近年、シアトル系と呼ばれるコーヒーショップが人気です。
カプチーノ、カフェ・ラッテ、カフェ・マキアート…。
これまで私たちにはあまり馴染みのなかったメニューがズラリ。
店に入ったまではよかったものの、注文に困ってしまう方もいらっしゃるとか。
もちろん、どんな洒落た名前が付いていようと、それがコーヒーであることに変わりはないんですけどね。
シアトル系コーヒーの多くはイタリアで生まれた濃厚なコーヒー、エスプレッソのバリエーションです。
エスプレッソとはイタリア語で「急速」という意味で、深く焙煎した豆を細かく挽き、
専用のマシーンを使って蒸気で一気に抽出します。
小さなデミタスに入れて、少量の砂糖を加え、立ったままグイッと飲むのが本家イタリア式。
20世紀のはじめにミラノ(一説ではトリノ)で発明されたのだそうです。
ちなみにカプチーノというのは、そのエスプレッソに泡立てたミルクをそっと注いだもの。
こんもりと盛り上がったミルクの泡が、ローマ・カトリックの僧侶がかぶる頭巾「カプッチョ」
に似ていたためこの名が付いたとされています。
なんともイタリアらしいでしょ?
いわゆるシアトル系コーヒーは、そんなイタリアンコーヒーがアメリカに渡って進化したもの。
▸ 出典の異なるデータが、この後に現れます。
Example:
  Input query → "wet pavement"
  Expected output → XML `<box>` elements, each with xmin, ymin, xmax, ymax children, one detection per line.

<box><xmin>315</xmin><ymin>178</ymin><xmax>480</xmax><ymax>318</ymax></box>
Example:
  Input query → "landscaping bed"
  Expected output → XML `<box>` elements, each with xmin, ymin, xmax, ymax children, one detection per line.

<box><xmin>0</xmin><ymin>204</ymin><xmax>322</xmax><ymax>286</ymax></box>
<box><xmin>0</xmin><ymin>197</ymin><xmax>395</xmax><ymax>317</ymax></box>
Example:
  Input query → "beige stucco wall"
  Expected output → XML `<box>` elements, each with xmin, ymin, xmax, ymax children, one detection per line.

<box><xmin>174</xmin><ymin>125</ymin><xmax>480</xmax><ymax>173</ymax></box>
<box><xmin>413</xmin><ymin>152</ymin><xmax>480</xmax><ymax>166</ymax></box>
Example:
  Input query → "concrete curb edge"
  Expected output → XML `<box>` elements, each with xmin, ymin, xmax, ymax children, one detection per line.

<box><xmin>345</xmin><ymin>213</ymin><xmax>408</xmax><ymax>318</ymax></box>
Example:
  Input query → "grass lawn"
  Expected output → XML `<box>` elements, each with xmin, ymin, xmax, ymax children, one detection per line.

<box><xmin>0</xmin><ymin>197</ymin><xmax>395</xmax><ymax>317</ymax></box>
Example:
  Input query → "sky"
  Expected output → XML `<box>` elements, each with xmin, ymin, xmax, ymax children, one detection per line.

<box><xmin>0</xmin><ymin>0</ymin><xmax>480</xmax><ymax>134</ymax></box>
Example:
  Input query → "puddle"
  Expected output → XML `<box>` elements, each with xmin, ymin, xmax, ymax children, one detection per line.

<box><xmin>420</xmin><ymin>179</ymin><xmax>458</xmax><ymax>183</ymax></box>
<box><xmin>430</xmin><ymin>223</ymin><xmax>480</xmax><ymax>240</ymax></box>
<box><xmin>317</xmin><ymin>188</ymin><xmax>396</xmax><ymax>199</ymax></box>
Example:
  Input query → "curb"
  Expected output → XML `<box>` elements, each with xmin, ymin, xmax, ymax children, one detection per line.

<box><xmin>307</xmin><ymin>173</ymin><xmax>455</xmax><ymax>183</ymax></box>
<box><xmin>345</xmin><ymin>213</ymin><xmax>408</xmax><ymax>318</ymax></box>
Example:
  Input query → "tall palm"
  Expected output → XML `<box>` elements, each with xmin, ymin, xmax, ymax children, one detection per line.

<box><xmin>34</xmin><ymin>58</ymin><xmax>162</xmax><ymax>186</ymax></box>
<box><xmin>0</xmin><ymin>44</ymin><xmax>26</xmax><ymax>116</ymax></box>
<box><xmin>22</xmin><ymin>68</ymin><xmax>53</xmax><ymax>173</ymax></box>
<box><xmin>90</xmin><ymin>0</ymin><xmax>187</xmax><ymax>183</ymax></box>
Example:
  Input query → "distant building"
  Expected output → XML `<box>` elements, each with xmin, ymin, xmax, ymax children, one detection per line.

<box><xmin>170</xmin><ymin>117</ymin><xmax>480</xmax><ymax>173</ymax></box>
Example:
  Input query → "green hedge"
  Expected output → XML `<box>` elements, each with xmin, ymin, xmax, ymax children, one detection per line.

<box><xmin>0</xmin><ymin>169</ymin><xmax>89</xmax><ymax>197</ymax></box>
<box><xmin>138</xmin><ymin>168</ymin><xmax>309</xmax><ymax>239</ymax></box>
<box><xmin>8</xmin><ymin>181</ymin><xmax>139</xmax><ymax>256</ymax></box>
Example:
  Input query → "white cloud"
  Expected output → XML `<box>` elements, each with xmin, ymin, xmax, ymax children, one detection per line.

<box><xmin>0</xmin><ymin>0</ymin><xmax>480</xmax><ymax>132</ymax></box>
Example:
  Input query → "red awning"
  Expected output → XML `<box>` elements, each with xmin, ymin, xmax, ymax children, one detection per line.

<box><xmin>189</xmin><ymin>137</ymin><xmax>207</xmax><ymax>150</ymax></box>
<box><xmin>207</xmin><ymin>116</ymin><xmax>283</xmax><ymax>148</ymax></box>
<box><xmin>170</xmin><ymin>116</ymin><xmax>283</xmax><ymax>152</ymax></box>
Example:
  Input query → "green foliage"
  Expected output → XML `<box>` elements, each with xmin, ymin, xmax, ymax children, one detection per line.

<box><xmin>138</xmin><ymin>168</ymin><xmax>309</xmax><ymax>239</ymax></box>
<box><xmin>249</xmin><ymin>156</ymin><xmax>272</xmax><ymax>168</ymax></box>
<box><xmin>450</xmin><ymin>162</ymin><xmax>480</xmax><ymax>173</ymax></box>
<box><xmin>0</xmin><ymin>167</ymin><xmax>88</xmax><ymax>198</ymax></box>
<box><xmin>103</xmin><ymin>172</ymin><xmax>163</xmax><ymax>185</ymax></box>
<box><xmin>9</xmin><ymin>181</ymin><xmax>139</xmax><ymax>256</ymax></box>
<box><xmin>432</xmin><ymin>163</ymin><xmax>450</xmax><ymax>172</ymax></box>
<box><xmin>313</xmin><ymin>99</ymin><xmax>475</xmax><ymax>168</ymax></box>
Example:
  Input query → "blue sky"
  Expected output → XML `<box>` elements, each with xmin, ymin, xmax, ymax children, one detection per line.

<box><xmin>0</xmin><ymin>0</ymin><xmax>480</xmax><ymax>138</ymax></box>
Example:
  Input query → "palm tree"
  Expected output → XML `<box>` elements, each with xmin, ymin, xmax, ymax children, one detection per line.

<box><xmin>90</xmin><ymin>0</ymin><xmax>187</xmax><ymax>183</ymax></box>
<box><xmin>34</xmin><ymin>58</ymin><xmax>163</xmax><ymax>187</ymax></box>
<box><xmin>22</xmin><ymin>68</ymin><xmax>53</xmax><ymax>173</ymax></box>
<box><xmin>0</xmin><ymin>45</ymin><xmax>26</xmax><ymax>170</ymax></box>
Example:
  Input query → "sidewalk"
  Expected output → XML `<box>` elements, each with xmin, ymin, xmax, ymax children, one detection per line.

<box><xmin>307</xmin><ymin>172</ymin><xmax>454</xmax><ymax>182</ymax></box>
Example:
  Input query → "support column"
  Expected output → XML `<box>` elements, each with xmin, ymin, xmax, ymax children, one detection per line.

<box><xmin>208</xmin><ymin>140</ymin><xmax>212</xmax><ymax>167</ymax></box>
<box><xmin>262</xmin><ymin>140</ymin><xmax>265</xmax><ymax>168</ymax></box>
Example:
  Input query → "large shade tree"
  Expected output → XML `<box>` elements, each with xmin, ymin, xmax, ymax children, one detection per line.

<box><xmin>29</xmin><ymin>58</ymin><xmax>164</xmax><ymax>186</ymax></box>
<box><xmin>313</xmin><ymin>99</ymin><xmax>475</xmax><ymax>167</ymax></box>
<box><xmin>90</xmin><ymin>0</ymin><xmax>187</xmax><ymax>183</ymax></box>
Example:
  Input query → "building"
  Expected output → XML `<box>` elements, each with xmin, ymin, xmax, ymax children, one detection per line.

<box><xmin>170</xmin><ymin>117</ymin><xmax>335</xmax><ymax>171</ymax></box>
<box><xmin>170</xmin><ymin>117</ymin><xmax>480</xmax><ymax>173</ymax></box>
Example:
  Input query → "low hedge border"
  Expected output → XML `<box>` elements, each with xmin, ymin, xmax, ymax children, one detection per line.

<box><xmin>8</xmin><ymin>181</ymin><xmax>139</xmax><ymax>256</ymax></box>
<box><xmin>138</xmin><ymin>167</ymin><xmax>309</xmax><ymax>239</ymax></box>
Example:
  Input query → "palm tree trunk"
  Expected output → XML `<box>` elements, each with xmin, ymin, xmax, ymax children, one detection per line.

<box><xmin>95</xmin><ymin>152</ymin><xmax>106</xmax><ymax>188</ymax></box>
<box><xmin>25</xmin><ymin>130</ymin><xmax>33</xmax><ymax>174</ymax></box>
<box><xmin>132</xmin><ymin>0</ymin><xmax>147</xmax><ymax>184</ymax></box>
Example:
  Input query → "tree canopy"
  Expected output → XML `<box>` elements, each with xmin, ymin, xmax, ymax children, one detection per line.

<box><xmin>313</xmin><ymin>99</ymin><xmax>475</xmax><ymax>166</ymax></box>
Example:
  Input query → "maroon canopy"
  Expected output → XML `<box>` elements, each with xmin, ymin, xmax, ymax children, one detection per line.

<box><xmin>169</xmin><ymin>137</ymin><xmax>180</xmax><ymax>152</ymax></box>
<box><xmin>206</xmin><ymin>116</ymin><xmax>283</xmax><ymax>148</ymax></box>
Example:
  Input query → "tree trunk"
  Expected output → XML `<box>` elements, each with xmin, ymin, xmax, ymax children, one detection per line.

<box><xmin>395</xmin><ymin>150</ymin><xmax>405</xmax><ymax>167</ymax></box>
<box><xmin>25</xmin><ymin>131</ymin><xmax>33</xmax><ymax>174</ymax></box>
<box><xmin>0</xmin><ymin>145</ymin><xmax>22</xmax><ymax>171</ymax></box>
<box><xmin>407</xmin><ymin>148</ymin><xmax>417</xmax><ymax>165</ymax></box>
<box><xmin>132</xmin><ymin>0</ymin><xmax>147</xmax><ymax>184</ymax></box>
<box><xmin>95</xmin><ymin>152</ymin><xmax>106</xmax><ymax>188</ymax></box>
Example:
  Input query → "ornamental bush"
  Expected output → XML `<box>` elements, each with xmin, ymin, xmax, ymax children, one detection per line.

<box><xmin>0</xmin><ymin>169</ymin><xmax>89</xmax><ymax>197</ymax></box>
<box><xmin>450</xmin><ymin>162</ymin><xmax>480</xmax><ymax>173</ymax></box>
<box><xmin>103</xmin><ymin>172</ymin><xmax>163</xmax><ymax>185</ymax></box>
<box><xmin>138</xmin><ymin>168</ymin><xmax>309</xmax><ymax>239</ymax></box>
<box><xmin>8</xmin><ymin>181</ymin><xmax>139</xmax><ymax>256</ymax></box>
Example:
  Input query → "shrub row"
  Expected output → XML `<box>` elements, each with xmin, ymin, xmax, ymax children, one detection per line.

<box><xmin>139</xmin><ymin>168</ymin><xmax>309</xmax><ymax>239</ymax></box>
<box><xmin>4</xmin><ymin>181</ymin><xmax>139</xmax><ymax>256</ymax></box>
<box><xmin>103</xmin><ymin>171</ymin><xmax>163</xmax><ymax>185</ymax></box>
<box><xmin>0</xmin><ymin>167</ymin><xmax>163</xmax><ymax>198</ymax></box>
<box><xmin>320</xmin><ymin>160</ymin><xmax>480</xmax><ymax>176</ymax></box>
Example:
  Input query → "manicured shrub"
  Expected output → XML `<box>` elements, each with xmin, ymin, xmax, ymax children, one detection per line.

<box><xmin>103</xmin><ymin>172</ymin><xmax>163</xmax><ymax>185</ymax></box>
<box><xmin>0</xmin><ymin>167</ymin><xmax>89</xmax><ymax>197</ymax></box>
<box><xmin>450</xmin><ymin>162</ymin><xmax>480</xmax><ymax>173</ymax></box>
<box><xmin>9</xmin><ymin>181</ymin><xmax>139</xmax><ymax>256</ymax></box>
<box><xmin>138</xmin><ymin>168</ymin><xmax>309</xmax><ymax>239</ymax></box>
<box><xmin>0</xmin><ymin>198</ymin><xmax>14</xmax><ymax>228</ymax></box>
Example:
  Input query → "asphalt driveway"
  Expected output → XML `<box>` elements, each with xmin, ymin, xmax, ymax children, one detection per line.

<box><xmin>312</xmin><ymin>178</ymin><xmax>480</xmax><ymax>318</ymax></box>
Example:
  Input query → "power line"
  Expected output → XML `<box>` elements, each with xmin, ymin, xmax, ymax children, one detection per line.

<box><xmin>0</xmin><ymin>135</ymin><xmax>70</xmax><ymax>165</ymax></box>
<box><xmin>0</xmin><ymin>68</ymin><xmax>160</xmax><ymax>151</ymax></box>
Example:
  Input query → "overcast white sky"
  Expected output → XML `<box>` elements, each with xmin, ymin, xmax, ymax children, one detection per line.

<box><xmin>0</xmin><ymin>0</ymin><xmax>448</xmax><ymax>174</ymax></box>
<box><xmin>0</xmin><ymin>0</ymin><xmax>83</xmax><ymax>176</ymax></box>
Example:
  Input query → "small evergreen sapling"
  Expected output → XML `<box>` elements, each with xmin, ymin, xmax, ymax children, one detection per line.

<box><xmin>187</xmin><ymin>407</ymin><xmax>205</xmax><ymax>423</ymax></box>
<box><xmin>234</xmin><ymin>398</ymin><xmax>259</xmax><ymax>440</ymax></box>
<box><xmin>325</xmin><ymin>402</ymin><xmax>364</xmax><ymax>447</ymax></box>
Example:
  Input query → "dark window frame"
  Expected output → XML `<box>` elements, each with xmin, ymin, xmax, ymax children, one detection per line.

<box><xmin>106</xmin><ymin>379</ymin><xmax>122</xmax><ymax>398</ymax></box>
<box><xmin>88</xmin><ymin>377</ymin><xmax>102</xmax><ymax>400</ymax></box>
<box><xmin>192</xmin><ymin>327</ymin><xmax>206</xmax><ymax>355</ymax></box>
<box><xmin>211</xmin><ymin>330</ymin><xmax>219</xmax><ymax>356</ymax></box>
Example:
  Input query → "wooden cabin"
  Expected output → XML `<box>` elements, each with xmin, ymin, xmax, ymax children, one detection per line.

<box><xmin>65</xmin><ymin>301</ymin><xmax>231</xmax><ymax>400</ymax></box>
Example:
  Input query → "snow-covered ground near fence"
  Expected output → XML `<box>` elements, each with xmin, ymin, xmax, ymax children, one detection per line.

イタリアで誕生し、アメリカが再発見したコーヒーといえるでしょう。
エスプレッソの、砂糖やミルクを加えても負けない濃厚なテイストが、
アレンジコーヒーのベースにうってつけだったわけです。
それにしても、アメリカンといえば薄いコーヒーの代名詞だったわけですから、
アメリカ人の嗜好も随分と様変わりしたものですね。